Некоторое время все трое молчали.
Угадывая, что позвали сюда не ради напоминания о деньгах, Вершинин опустился на диван, выжидая. Неприятное чувство досады и какой-то раздвоенности он носил в себе с того дня, как были на охоте, а невозможность устраниться от дальнейших объяснений усугубляла тревогу. Метнув взгляд на Горбатова, он понял, что именно сейчас начнется неминуемый разговор. И начал сам:
— Авдей Степанович… вы что-то хотите сказать мне?
Но вместо Бережнова ответил Горбатов:
— Нынче надо поговорить… о ваших теориях. Рукопись читали мы оба. — Он сел на место, соседнее с директором, и Вершинин очутился напротив них. — У вас там перечислены «киты», на которых держится мир. Моя хата с краю. Не упускай, что в руки плывет. Падающего толкни и займи его место, если оно понадобится. Каждый американец может сделаться Фордом, и так далее.
— Этого у меня нет, — не совсем понял Вершинин. — А во-вторых, все это слишком элементарно.
— Ну как нет? Есть. Они самые. И еще много такого же. Это всё очень старые киты.

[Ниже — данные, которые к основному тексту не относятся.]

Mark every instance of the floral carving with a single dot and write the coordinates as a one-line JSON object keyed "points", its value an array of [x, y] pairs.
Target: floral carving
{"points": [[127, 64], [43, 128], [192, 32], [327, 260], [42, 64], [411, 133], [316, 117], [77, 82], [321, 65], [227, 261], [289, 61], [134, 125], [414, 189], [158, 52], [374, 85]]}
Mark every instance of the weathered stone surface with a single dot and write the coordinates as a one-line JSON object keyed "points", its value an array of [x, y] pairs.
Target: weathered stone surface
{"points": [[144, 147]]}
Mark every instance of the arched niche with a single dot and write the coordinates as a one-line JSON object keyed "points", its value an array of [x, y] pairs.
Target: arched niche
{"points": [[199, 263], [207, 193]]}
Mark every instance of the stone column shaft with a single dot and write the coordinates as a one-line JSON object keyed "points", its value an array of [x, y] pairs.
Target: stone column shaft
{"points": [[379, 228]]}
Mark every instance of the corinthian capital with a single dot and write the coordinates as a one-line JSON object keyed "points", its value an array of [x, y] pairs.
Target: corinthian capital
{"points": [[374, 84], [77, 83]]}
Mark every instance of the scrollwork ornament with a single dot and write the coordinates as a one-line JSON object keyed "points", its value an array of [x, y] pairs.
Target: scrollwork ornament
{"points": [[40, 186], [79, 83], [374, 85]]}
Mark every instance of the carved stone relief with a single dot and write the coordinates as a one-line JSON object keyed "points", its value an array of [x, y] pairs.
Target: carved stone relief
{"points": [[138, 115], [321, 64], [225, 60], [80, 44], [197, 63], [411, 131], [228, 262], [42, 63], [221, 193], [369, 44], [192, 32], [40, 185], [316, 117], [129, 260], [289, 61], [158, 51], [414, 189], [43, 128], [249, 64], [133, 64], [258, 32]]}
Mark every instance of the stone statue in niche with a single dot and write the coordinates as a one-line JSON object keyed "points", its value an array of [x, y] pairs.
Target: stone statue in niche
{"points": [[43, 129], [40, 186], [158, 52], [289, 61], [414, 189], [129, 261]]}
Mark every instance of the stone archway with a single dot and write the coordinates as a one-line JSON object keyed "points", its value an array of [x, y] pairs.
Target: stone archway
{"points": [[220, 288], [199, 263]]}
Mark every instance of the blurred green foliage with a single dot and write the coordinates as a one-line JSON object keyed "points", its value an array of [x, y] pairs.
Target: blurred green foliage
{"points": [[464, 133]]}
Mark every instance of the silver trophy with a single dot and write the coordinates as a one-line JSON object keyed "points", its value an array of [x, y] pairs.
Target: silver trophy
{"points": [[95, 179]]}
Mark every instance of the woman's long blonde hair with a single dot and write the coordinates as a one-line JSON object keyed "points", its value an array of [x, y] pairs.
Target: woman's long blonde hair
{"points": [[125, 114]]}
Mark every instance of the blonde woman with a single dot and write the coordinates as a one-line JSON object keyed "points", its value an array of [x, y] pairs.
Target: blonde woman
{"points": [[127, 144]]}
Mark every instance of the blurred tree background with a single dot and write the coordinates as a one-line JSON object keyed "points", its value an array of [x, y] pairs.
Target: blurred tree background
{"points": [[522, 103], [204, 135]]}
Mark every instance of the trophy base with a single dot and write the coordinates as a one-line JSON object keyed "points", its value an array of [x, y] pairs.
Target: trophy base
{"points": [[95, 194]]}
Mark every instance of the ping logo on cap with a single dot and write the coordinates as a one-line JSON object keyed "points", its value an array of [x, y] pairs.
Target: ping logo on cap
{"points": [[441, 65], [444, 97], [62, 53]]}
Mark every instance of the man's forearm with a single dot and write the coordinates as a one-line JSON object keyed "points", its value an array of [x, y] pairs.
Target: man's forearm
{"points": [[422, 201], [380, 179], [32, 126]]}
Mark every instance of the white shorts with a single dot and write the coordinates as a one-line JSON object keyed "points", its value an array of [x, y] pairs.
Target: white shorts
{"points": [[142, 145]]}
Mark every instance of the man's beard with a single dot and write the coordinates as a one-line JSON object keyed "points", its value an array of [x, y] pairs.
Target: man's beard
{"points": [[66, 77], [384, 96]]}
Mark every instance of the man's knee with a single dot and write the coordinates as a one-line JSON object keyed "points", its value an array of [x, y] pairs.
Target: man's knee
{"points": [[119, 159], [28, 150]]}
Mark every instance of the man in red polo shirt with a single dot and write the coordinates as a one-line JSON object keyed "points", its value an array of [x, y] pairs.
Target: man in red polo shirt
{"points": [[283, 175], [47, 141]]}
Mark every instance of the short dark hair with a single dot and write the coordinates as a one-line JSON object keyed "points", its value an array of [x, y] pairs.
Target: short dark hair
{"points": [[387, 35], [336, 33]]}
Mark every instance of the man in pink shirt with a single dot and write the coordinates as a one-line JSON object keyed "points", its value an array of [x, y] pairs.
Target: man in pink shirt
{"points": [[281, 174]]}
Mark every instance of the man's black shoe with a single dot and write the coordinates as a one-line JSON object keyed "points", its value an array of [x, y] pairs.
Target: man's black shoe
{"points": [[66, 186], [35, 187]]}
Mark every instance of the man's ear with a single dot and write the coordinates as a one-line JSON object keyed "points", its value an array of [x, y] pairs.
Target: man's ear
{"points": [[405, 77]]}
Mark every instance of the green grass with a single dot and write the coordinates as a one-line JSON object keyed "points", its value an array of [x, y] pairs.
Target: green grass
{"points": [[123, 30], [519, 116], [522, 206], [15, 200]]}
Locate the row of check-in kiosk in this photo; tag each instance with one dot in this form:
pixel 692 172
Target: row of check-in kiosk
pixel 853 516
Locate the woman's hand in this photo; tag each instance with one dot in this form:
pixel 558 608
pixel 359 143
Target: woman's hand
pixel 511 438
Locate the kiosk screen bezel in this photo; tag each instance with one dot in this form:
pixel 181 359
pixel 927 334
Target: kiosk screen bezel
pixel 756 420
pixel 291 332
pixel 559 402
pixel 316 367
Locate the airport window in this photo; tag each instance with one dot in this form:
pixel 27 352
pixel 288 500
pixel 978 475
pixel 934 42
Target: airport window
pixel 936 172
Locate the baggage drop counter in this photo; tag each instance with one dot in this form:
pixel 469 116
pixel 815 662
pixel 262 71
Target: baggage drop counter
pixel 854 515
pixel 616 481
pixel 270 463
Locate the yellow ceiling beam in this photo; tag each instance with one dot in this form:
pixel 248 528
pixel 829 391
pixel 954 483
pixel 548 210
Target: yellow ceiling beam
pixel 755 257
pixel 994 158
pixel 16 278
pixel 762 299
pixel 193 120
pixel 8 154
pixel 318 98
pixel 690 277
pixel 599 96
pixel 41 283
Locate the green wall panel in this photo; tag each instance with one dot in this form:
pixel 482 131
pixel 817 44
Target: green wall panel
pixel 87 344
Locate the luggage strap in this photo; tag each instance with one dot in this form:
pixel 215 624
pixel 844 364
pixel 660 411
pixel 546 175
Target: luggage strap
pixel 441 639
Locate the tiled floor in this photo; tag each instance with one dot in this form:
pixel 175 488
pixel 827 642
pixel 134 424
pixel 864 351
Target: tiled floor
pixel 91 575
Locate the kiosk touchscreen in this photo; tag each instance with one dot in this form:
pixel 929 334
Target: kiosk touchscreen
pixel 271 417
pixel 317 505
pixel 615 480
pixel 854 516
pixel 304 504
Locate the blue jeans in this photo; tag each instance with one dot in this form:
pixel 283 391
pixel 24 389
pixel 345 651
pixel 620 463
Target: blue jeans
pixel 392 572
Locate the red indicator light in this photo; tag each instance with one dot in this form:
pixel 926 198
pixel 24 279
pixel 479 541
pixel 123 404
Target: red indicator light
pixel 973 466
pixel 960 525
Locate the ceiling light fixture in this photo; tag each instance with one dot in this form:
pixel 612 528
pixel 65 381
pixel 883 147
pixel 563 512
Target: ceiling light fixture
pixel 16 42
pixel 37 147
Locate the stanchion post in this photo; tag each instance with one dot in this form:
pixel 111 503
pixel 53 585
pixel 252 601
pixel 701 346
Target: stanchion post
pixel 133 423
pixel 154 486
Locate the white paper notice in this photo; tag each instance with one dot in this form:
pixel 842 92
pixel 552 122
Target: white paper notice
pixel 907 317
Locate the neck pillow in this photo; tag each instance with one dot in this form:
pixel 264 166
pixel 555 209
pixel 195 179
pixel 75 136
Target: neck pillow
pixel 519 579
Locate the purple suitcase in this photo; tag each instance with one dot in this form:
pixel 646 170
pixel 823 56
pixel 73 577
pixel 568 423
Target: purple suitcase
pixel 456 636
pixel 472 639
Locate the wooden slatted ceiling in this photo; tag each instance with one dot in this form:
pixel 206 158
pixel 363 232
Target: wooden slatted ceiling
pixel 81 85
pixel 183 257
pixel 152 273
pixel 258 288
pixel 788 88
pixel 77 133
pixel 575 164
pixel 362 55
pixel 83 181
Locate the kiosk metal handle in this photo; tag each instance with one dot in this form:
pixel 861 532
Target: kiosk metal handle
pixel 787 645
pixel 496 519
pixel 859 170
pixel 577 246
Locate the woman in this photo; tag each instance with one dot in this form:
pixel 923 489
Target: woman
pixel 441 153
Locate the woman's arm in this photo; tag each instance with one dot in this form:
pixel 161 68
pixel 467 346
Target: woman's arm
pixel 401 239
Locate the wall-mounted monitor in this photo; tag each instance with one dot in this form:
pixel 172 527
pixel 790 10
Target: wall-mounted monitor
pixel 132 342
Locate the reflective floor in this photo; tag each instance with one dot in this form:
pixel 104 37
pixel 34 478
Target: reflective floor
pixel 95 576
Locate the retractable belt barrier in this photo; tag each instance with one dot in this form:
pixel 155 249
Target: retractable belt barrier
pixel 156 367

Им плавать только в капиталистическом море…
Дверь в кабинет отворилась, на пороге остановился бухгалтер с папкой бумаг.
— Подождите, нельзя, — запретил директор, и дверь плотно закрылась. Вершинин оторопел.

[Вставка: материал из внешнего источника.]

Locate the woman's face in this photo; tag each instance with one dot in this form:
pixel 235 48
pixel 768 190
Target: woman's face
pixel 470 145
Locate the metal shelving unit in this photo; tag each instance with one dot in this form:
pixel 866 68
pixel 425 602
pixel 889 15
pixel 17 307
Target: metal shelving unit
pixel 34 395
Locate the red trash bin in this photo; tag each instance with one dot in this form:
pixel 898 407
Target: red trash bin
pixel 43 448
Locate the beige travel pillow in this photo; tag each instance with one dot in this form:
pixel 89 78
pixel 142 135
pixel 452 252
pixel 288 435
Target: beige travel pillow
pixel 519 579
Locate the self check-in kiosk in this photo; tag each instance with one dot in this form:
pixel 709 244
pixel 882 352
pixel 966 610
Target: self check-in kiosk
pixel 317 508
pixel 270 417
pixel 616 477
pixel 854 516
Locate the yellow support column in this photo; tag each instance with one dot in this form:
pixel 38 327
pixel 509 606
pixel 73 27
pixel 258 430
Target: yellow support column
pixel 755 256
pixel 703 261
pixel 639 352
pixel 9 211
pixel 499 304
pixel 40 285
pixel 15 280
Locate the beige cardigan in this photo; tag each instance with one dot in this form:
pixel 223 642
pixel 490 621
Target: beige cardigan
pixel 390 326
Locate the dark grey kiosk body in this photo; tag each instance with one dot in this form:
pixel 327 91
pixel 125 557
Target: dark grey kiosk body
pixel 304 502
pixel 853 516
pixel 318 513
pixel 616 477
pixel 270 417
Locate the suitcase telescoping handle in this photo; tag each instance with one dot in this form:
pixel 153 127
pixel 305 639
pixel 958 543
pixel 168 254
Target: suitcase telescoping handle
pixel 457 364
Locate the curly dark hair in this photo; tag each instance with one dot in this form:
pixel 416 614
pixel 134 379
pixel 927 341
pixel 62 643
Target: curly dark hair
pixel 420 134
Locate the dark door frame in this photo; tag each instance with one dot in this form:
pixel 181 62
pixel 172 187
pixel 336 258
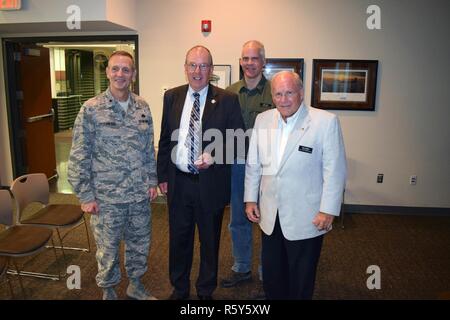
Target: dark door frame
pixel 11 83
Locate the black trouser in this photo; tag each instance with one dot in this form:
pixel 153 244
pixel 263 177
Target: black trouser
pixel 289 267
pixel 185 211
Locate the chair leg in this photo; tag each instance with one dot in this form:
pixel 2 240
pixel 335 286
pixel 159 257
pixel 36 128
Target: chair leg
pixel 37 274
pixel 10 286
pixel 62 247
pixel 7 278
pixel 20 280
pixel 87 233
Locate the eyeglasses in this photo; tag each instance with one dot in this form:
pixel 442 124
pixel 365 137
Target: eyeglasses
pixel 250 59
pixel 287 94
pixel 116 69
pixel 193 66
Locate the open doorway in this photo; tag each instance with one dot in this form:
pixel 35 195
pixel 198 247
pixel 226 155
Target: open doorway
pixel 75 71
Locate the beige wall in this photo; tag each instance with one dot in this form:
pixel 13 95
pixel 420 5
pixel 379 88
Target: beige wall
pixel 54 11
pixel 407 134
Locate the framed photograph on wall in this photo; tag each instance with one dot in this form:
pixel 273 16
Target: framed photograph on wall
pixel 344 84
pixel 221 76
pixel 274 65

— Суть не в том, что старая это теория или нет, — сказал он, — а в том, что она… имеет многовековую живучесть — по ней жили и живут миллионы… Она вовсе не является моим открытием.
— Возможно, — согласился Горбатов лишь затем, чтобы тут же досказать свою мысль. — Но вы там позабыли еще одного кита, знакомого нам: Параню Подсосову!.. Она — живое воплощение вашей системы; она практик, а вы ее философ, теоретик.
Наступила большая пауза. Вершинин долго катал папиросу между пальцами, потом закурил. Густые клубы дыма обволакивали его крупное белое лицо с залышенным лбом, серые глаза казались воспаленными.
— Ну, ну, кромсай живое тело, — только и нашелся сказать лесовод.